А где их брать, семена? Где его брать, хлеб? Семен Трофимыч, конечно, даст под проценты — под пятый пуд, но очень уж не хочется к нему идти. Кроме сельсовета, некуда обращаться, но и там никаких семян нет: сказали, ссуды в этом году не будет на наше село. Виктор колебался: куда идти — в сельсовет, где нет семян, или к Сычеву, где есть семена; к Сычеву — налево, в сельсовет — направо. Пошел было налево, да раздумал, вернулся, передвинув треух с левого виска на правый. После длительных раздумий и в сельсовет не пошел, а стал разыскивать агронома. Сначала ему надо было узнать, годится ли у Крутого земля под просо. Если годится, то на ту десятину потребуется только полтора пуда семян, а если не годится, то овса-то надо восемь пудов — уйму! — а пшеницы и того больше. «Уму непостижимо, — ужасался мысленно Виктор. — Придется двух овечек продавать… Жаворонки, конечно, поют хорошо, а овечек-то продавать».
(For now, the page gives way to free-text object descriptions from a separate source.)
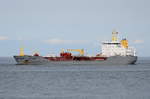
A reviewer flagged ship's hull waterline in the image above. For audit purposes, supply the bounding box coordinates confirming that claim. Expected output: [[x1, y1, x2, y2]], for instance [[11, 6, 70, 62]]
[[14, 55, 137, 65]]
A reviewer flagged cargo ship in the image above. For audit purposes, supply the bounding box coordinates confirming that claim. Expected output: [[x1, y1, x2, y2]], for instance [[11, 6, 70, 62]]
[[14, 30, 137, 65]]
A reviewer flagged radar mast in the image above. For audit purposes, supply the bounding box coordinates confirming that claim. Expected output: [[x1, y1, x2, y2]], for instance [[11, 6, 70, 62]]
[[112, 29, 118, 42]]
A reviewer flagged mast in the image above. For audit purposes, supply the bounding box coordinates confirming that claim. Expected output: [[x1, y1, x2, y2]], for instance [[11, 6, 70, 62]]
[[112, 29, 118, 42], [19, 47, 24, 56]]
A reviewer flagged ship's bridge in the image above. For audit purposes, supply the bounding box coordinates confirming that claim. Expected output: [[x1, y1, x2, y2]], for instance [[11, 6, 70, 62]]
[[101, 31, 136, 57]]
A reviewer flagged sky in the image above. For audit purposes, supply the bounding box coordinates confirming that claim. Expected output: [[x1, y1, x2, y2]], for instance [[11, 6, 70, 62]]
[[0, 0, 150, 57]]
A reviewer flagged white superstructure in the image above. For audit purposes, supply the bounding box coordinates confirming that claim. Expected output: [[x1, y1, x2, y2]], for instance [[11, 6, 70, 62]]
[[101, 30, 136, 57]]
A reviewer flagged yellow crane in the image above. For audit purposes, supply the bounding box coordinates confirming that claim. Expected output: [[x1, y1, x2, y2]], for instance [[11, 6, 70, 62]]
[[67, 49, 84, 56]]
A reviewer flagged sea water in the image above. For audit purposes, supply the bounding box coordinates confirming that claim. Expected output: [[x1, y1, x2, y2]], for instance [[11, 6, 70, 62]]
[[0, 57, 150, 99]]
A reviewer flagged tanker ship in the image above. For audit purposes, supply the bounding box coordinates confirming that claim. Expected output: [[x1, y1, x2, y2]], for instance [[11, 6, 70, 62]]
[[14, 31, 137, 65]]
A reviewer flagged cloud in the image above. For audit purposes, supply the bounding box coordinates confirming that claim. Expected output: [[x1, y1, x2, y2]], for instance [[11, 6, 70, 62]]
[[134, 40, 144, 44], [44, 38, 88, 45], [15, 36, 30, 41], [0, 36, 8, 40], [44, 38, 66, 44]]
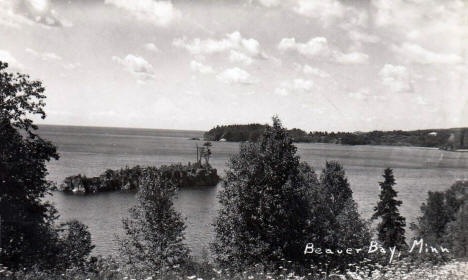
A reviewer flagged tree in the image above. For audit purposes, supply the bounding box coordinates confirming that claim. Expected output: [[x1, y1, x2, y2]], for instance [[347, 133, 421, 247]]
[[211, 116, 314, 270], [372, 168, 406, 249], [56, 220, 95, 269], [118, 167, 190, 276], [0, 61, 61, 268], [316, 161, 370, 268], [201, 141, 212, 166], [444, 202, 468, 258]]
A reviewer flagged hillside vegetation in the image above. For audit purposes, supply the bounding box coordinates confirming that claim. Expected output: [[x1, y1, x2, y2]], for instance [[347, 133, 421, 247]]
[[204, 124, 468, 148]]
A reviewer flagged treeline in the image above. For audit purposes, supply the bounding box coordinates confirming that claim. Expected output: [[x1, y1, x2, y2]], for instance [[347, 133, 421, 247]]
[[205, 123, 459, 148], [59, 163, 220, 194]]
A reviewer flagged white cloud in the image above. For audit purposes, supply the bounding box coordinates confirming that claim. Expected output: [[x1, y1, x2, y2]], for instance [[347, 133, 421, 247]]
[[293, 0, 346, 25], [112, 54, 155, 83], [275, 79, 315, 96], [144, 43, 160, 53], [0, 0, 69, 28], [278, 37, 330, 58], [257, 0, 280, 7], [348, 88, 370, 100], [64, 62, 80, 70], [392, 43, 463, 65], [279, 37, 369, 64], [26, 48, 62, 61], [190, 60, 214, 74], [379, 64, 411, 93], [105, 0, 180, 26], [0, 50, 23, 69], [302, 65, 330, 78], [173, 31, 262, 57], [334, 51, 369, 64], [216, 67, 254, 85], [229, 50, 253, 65]]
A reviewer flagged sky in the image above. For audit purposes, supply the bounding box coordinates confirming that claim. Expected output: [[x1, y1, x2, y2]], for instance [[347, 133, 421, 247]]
[[0, 0, 467, 132]]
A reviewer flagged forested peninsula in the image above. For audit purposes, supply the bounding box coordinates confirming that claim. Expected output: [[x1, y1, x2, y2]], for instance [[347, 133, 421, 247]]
[[204, 124, 468, 149]]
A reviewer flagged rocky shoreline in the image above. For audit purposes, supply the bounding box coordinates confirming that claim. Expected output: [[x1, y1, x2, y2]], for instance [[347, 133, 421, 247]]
[[58, 163, 220, 194]]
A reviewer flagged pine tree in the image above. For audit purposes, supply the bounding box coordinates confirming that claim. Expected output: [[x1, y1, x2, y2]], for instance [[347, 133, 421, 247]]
[[118, 167, 190, 276], [211, 116, 314, 269], [372, 168, 406, 249]]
В тот день Виктор не нашел агронома: в сельсовете сказали — поехал верхом в Оглоблино. Около кооператива Виктор подсел на бревна к группе крестьян да и проторчал здесь до обеда. И уйти было невозможно, потому что негласно обсуждался вопрос о семенах. Василий Петрович Кочетов, отец Володи, уверял, что ему Михаил Ефимович Земляков говорил, будто по всему селу не хватит семян полтыщи пудов, и что точно подтвердил: ссуду не дадут — своего хлеба в селе достаточно.
Он так и закончил:
— Семенов не хватит, ссуды не будет.
— А почем он знает — полтыщи? — вмешался Виктор.
— Очень просто, — ответил Василий Петрович, — Сообразил, значит. Прикинул на счетах.
— Ты скажи! — удивился Виктор. — Тут сам себе ладу не дашь, а он — по всему полю.
По на самом деле было совсем не так. Миша Земляков говорил Кочетову только предположительно — точно он и сам пока не знал. Затем-то и собрались вечером того дня все коммунисты и комсомольцы.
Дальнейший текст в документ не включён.